Mouse mammary tumor proviruses from a T-cell lymphoma are associated with the retroposon L1Md.

J P Dudley 1
PMCID: PMC250557  PMID: 2826809

Abstract

Four Charon 4A clones containing mouse mammary tumor virus (MMTV) proviruses and their cellular flanking sequences were obtained from partial EcoRI libraries of a C57BL/6 T-cell lymphoma with both endogenous and newly acquired MMTV proviruses. The cellular flanking sequences of three of four MMTV proviruses contained DNA homologous to the 3' end of the long interspersed retroposon L1Md. Two of the three proviruses were newly acquired in the lymphoma DNA, and these MMTV proviruses appeared to be 5 kilobases downstream and in the same transcriptional orientation as the L1 sequence.
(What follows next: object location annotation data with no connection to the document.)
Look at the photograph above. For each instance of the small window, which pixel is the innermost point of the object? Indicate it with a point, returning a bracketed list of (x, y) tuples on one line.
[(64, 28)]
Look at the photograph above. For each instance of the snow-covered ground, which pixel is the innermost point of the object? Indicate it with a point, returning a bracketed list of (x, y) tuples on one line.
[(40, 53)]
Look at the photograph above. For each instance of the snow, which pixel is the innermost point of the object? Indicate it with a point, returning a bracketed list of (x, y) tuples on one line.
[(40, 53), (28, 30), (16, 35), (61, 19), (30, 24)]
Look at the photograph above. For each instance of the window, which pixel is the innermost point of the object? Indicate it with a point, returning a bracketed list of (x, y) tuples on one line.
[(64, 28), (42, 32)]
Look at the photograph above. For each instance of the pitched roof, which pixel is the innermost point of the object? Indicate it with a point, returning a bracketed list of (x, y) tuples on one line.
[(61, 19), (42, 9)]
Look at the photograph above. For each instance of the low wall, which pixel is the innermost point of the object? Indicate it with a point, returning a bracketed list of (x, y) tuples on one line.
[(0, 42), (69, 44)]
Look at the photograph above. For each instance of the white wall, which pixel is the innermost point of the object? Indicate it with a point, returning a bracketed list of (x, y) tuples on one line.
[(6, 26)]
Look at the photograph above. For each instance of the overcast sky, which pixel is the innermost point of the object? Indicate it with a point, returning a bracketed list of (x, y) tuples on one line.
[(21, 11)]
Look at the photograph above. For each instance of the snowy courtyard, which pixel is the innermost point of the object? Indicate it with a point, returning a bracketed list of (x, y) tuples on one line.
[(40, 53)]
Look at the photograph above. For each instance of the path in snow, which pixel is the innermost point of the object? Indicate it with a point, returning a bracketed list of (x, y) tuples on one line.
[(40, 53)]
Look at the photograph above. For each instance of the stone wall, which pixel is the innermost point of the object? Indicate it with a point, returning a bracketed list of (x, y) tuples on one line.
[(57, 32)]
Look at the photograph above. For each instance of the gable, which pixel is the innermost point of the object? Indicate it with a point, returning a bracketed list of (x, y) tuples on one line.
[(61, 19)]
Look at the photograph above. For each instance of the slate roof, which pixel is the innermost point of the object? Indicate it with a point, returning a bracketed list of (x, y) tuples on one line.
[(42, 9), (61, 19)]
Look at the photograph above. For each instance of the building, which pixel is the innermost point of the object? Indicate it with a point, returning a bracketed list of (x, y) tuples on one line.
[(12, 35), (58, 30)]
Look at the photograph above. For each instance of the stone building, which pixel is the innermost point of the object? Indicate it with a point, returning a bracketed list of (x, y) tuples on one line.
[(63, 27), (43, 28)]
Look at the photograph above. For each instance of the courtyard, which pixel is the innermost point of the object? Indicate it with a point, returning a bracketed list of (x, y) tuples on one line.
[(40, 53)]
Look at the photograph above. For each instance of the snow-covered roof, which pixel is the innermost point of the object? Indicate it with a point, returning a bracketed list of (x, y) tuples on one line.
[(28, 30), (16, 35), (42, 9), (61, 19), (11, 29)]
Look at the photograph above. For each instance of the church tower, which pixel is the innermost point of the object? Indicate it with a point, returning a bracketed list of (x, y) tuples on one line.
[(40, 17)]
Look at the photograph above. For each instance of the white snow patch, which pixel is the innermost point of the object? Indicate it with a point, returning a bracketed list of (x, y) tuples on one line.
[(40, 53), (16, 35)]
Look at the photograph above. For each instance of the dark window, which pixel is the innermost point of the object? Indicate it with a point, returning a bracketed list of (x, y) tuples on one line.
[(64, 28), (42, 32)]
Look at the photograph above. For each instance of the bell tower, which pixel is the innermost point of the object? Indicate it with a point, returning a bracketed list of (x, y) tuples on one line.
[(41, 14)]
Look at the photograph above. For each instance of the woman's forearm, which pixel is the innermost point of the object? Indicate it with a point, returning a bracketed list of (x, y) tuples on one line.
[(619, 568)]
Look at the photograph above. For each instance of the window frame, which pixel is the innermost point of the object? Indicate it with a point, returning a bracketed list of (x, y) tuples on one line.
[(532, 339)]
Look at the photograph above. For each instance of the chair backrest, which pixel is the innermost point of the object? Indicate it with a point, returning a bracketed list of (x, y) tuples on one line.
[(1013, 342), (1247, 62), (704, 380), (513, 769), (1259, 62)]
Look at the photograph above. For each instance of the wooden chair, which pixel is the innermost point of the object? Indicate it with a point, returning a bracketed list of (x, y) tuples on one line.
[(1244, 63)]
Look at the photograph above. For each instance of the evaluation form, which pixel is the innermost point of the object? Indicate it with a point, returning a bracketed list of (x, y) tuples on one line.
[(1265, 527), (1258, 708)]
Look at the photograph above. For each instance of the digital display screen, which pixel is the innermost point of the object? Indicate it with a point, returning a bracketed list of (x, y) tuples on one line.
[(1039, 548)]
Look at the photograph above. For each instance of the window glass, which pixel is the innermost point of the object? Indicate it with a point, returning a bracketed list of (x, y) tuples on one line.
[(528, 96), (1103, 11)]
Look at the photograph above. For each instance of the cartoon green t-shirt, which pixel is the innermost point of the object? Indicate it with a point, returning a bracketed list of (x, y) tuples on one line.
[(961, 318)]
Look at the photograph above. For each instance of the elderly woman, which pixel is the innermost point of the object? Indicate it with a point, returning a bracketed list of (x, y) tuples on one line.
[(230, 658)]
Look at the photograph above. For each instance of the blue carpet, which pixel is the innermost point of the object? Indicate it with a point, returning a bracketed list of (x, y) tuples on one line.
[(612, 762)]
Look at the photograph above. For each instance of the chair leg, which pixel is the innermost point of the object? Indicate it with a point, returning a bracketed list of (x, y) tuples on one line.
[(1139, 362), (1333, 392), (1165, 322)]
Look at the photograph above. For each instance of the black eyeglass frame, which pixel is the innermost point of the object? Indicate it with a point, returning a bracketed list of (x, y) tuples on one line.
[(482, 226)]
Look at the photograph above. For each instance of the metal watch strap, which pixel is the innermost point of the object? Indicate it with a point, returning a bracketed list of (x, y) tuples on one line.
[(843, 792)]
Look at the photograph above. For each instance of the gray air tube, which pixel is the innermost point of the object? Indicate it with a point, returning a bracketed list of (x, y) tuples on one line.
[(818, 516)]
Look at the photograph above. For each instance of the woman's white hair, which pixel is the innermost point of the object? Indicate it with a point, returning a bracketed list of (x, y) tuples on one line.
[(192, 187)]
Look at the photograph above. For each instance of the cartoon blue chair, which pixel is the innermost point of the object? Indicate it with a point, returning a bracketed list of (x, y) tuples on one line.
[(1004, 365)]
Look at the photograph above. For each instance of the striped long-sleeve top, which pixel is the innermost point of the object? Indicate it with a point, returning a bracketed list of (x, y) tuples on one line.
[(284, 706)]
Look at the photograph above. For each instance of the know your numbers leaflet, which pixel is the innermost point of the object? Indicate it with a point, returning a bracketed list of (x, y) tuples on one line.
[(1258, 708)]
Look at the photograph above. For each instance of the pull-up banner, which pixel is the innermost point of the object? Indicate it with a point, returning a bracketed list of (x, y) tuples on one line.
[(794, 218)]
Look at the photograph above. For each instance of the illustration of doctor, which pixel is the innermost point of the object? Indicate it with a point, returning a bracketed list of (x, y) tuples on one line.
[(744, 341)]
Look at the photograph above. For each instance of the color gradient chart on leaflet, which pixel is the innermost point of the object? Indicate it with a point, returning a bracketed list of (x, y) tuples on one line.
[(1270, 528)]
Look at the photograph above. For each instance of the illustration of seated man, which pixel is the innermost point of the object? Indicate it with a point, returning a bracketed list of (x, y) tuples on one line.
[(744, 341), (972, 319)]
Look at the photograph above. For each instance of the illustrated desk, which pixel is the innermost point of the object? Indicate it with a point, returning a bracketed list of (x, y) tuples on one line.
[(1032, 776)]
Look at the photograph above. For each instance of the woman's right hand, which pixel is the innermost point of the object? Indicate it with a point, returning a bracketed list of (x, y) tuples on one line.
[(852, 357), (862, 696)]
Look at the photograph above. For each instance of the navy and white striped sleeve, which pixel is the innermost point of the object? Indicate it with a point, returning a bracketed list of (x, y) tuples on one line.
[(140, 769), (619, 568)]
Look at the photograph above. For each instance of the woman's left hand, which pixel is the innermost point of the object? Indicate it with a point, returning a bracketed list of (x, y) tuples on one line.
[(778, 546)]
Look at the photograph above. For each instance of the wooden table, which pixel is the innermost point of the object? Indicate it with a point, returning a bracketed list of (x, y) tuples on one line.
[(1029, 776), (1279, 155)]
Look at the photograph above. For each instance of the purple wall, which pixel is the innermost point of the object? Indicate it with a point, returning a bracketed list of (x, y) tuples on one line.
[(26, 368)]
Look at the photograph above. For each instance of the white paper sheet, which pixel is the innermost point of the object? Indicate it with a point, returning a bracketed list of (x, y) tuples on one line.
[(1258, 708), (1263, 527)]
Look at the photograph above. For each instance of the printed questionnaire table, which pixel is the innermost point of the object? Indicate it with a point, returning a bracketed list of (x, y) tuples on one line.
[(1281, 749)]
The third provirus was endogenous Mtv-9 and was located less than 500 base pairs from the 3' end of L1. Seven additional clones containing MMTV proviruses were isolated from partial MboI libraries of a B6 T-cell lymphoma. Five of the seven clones contained L1 elements in the cellular DNA flanking MMTV DNA. At least two clones (including one with the Mtv-8 provirus) had multiple L1 copies flanking the MMTV provirus, and one clone contained a single MMTV long terminal repeat directly integrated into a truncated L1 sequence. Although the frequencies of B1 and L1 in random library clones were similar, only one MMTV-containing clone hybridized to the abundant repetitive element B1. These data suggest a nonrandom association between MMTV and L1Md.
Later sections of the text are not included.